Overall, life was like being constantly high on opiates, a wraith-like existence in a grey, half-formed shadow of a world; drifting through a state of limbo, one step removed from reality. All this did not bode well for a life spent driving a campervan around Europe and handling 16 tonne boats through turbulent locks.
After six months of semi-anaesthetised purgatory I had a rare moment of lucidity and decided that I'd had enough of this and went back to the neurologist. He took me off the artane and replaced it with two others. The comparison of artane with opiates turned out to be apt. He had to taper me off it in order to minimise withdrawal symptoms.

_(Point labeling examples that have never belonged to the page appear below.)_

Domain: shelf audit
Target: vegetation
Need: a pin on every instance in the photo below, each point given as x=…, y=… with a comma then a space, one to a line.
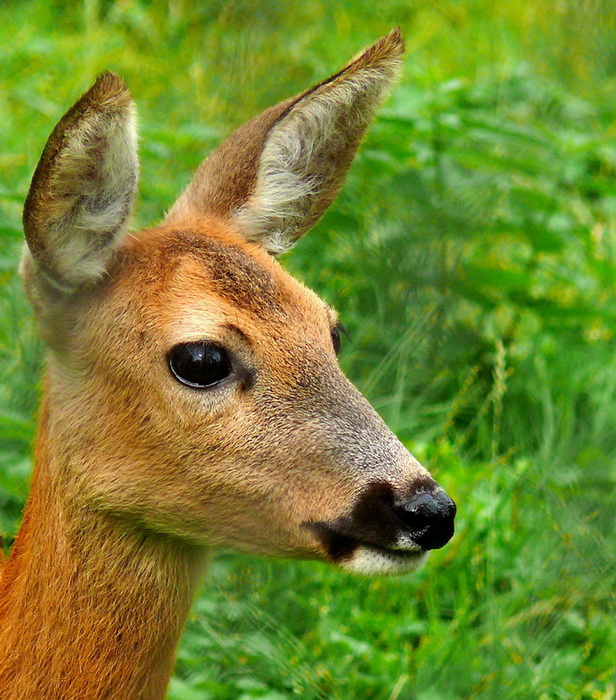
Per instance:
x=471, y=256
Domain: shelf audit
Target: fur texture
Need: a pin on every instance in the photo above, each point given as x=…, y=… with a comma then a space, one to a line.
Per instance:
x=137, y=475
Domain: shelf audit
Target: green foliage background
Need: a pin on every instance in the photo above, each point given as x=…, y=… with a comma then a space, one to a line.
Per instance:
x=471, y=256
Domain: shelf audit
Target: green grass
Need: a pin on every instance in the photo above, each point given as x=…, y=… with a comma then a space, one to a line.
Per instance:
x=471, y=256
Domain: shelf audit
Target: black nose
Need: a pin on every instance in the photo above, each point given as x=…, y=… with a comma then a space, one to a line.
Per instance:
x=429, y=517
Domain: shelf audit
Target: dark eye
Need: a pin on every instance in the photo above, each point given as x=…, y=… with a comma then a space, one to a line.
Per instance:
x=200, y=364
x=336, y=340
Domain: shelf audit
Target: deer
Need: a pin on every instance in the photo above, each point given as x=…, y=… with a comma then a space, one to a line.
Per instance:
x=192, y=397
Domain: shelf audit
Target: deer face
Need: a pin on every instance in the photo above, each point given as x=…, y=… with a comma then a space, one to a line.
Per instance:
x=198, y=382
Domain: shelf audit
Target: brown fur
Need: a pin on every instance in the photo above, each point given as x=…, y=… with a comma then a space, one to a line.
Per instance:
x=137, y=476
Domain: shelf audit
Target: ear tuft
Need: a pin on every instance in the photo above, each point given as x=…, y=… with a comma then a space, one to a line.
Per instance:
x=276, y=175
x=83, y=189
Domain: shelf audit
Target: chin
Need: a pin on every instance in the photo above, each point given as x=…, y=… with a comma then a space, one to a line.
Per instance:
x=375, y=561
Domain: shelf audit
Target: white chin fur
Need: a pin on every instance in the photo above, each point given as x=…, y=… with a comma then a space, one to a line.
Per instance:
x=377, y=562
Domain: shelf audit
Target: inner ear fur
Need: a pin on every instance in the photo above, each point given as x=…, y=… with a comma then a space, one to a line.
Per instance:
x=275, y=176
x=83, y=189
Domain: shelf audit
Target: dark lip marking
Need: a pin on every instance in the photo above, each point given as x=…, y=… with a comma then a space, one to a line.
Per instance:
x=373, y=522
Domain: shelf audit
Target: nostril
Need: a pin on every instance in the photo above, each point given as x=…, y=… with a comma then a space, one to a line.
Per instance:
x=429, y=517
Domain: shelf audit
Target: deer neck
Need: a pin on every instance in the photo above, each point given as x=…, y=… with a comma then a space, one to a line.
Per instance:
x=89, y=606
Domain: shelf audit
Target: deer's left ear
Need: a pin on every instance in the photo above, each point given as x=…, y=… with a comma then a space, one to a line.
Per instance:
x=276, y=175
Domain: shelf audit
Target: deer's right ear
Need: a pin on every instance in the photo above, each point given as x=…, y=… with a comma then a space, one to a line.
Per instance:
x=83, y=189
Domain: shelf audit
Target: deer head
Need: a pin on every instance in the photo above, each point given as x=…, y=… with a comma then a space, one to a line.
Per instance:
x=193, y=385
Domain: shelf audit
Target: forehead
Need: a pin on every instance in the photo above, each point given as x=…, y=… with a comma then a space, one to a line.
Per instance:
x=178, y=267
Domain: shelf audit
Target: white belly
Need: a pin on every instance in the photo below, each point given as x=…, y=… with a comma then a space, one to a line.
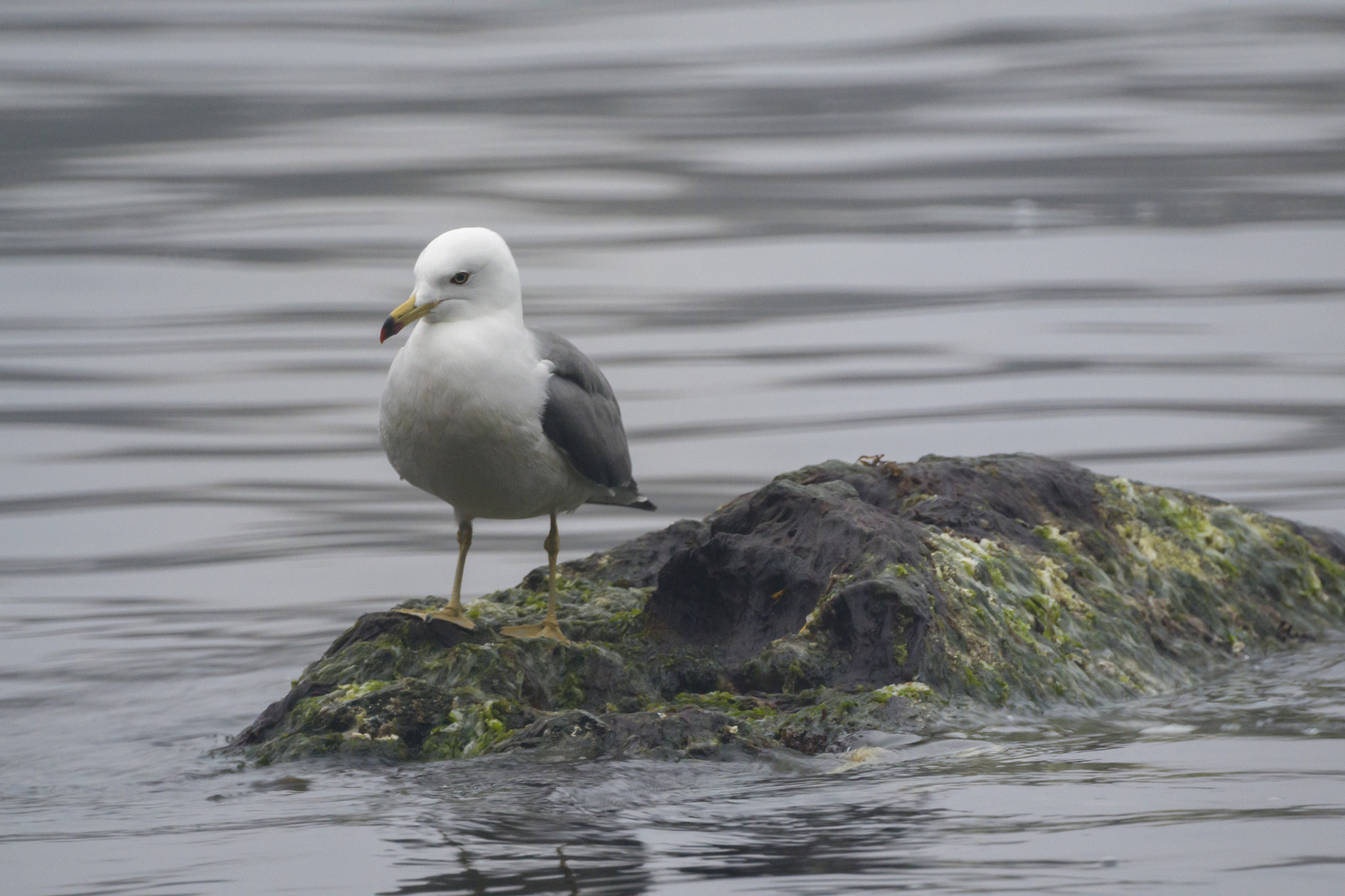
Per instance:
x=460, y=418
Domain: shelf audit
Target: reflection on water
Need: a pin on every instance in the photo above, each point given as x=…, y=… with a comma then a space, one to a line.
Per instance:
x=789, y=233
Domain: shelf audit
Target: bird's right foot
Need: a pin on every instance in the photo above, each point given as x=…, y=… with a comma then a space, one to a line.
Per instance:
x=447, y=614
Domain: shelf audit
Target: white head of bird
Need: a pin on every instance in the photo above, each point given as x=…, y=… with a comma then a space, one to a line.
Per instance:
x=462, y=274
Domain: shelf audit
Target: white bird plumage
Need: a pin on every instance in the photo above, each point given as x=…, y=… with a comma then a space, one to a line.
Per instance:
x=472, y=409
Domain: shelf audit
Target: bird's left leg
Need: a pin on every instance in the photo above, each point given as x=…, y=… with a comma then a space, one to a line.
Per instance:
x=549, y=628
x=454, y=612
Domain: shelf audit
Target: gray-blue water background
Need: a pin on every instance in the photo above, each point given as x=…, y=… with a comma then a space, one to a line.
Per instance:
x=790, y=232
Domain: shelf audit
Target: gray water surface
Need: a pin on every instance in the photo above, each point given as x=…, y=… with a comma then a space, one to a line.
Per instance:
x=1111, y=233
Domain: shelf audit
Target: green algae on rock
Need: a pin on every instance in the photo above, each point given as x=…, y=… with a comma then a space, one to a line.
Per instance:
x=838, y=598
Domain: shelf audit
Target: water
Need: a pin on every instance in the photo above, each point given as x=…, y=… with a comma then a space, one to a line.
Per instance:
x=789, y=232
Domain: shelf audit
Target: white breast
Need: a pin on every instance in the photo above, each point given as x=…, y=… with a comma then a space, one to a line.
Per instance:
x=460, y=418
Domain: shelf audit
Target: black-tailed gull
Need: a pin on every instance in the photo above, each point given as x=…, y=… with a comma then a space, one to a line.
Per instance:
x=500, y=421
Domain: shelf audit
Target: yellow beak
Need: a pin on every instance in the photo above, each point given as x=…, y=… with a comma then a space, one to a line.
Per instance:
x=405, y=313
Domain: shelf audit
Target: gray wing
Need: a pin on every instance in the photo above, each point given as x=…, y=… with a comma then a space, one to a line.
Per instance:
x=581, y=414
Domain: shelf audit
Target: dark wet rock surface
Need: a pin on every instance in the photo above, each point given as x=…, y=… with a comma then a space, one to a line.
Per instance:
x=839, y=598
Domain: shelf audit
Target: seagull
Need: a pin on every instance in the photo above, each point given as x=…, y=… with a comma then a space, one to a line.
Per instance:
x=500, y=421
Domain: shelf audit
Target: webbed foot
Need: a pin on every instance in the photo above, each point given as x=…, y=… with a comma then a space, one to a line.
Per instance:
x=548, y=629
x=447, y=614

The replacement drugs are a great improvement with the only side effect being a mild bout of nausea after taking the rasagaline. They don't quite suppress the tremor as much as the artane did, and it has returned, but nowhere as frequent nor as pronounced as it was originally. I can live with that in exchange for the return of my faculties and my enjoyment of life.
So, everything is now hunky-dory again, but we will have to face up to the fact that there will come a time when I'm more of a liability on the boat than an asset.
Mind you, there are some who would say that I always have been.
*Well - OK, fair point. But it was a long time ago.
** It's an interesting observation that almost all of the words I struggled with were nouns. All the other parts of speech presented far less of a problem. The only verbs that caused problems were those that had evolved from nouns, such as to photoshop a portrait or to hoover the carpet. The mysteries of neuroscience.